I wasted months trying to come up with clever ways of repairing JSON that the models broke.
And I’m so glad that I never have to think about that again. I pray to God. But if you are having that problem, there are libraries out there that you should look at in order to do that repair. And yeah, here we’re talking about schemas.
And yeah, I guess we have 10 minutes left.
That’s most of the paper.
So you can see here, yeah, all of our things are, there’s no 2025 here.
This is all old stuff, but I think it’s a pretty interesting paper. It’s an interesting snapshot of where the different models are as far as kind of what they’re putting out there. And I think… A good little break from all of the more abstract topics we’ve been doing.
That’s the spiel. One quick question on the JSON repair side.
Have you seen that become better with the bigger models?
Because that is something I’ve run into, especially working with smaller local models, that seems like it still is not. super fixed. I’ve run into it a decent bit with Gemma 3 with all the variants there.
So I was just curious if that’s something like, it sounds like you primarily are using a lot of the bigger models, but I was curious. No, I do use a lot of the, Gemma 3 especially, 27B, I use it a lot. I think it’ll depend on what you’re using for imprints too. So a lot of that is the, what are they using for that?

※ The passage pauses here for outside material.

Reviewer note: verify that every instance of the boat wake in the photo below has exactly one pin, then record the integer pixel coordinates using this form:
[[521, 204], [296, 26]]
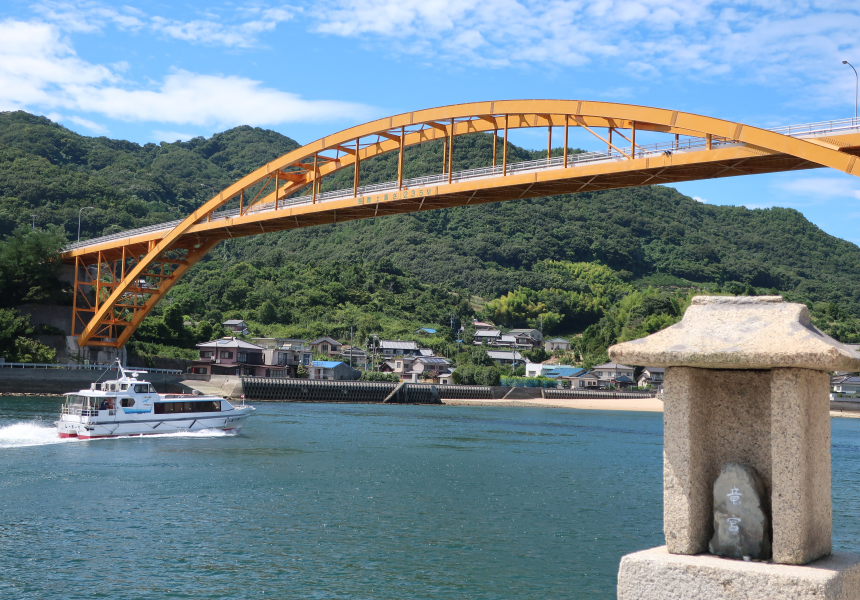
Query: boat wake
[[202, 433], [21, 435]]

So I will use structured decoding with something like an outlines, then they’re doing it with a finite state machine.
So it’s really hard for the JSON to not be correct.
And that might be a little bit of it too.

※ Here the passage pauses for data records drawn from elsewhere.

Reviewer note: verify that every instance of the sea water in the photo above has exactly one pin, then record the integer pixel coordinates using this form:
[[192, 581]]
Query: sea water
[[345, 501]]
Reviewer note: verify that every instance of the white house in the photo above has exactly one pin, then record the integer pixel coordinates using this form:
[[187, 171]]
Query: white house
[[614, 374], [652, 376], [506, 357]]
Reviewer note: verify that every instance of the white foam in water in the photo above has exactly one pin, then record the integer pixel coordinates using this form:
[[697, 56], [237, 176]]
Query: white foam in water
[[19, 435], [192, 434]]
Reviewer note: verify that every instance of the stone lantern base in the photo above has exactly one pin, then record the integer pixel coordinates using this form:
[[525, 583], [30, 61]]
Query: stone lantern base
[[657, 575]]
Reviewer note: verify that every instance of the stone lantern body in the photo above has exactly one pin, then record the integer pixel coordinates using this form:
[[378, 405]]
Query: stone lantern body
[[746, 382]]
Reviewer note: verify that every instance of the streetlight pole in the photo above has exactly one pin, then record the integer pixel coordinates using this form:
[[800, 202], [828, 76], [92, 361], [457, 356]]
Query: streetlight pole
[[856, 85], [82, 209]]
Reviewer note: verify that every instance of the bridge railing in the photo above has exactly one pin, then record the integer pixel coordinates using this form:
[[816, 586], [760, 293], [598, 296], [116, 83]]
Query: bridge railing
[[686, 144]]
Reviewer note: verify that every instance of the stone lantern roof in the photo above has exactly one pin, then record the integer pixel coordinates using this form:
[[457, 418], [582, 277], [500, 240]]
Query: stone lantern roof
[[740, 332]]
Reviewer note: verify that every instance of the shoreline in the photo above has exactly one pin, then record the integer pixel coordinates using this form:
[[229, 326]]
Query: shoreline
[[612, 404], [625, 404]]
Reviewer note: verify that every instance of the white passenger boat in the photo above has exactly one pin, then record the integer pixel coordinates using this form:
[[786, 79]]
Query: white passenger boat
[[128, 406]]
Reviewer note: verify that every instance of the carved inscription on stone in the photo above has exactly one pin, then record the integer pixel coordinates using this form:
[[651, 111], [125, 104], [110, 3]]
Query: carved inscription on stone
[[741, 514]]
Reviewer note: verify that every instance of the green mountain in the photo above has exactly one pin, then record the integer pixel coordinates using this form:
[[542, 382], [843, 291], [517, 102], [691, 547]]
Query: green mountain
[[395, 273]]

So if you’re using JSON mode, where it’s just like asking it pretty please to be JSON, it’s probably still not at the level of consistency that you can really comfortably rely on it.

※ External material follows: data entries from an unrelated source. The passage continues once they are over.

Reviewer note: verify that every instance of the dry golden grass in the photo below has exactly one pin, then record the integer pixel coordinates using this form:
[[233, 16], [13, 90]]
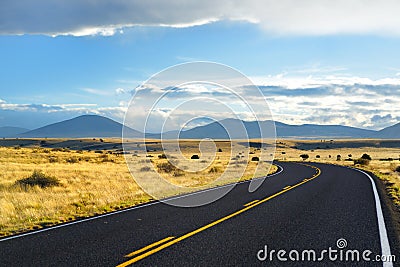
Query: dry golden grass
[[384, 161], [94, 183]]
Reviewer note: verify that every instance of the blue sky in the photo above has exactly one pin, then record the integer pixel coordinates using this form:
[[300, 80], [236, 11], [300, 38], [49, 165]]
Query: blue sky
[[58, 68]]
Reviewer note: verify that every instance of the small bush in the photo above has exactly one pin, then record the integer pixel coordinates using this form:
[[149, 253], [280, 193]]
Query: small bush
[[366, 156], [361, 161], [145, 169], [304, 156], [72, 160], [167, 167], [38, 179], [214, 170], [53, 159], [106, 158]]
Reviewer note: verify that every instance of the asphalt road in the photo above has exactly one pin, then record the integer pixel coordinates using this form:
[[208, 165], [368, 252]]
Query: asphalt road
[[302, 208]]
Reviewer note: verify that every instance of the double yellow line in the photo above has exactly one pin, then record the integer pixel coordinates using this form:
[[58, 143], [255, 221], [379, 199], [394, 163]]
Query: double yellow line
[[169, 241]]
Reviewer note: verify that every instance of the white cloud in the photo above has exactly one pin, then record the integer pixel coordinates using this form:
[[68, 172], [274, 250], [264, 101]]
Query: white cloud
[[97, 91], [287, 17]]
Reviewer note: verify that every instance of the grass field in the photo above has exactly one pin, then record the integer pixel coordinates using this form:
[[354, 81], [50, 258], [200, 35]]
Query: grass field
[[385, 155], [94, 178], [98, 181]]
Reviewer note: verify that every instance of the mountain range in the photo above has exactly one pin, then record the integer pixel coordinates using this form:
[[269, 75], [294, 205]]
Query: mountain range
[[98, 126]]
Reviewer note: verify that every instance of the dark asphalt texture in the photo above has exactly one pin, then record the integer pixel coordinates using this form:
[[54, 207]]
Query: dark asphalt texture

But if you are using something like an outlines with like VLLM, I haven’t seen that fail in like the past month.
Okay, awesome.
Yeah, I’m not as familiar with that. So I’ll have to check out outlines and do some more digging there. Yeah, and outlines, I think they were kind of like the first one, but there’s some other ones that are cooked in.
I wouldn’t necessarily go that library specifically, but each of the models kind of find what they’re guided.
I think guided decoding.
and structured outputs.
Look for those keywords with whatever you’re using.
Cool. Thanks. Yeah. I love that you found it easier just to go build an app than to go build slides.
I thought that was pretty cool. But yeah, it’s really hard to try to show something. You know what I mean? But yeah. Hey, got to tinker.
More fun that way. That’s how you learn. That is very true. Any other questions from the floor?
Virtual floor, I guess.
All right, if not, Josh, thanks for putting this together. Yeah, no problem. Happy to be here. The things I hadn’t played around with, the step back was new for me. I don’t know that I’ve ever run into that. And then the tree of thought.
That one, I may have to hit a little bit on some other things, but that was pretty cool.
Well, cool. Thanks for coming, folks, and I’ll see you all at the next one.
All right.
You want to stop the recording? I will. I don’t know if it keeps rolling even after everybody leaves.
I did that on Teams the other day. We normally do a Teams call for the software.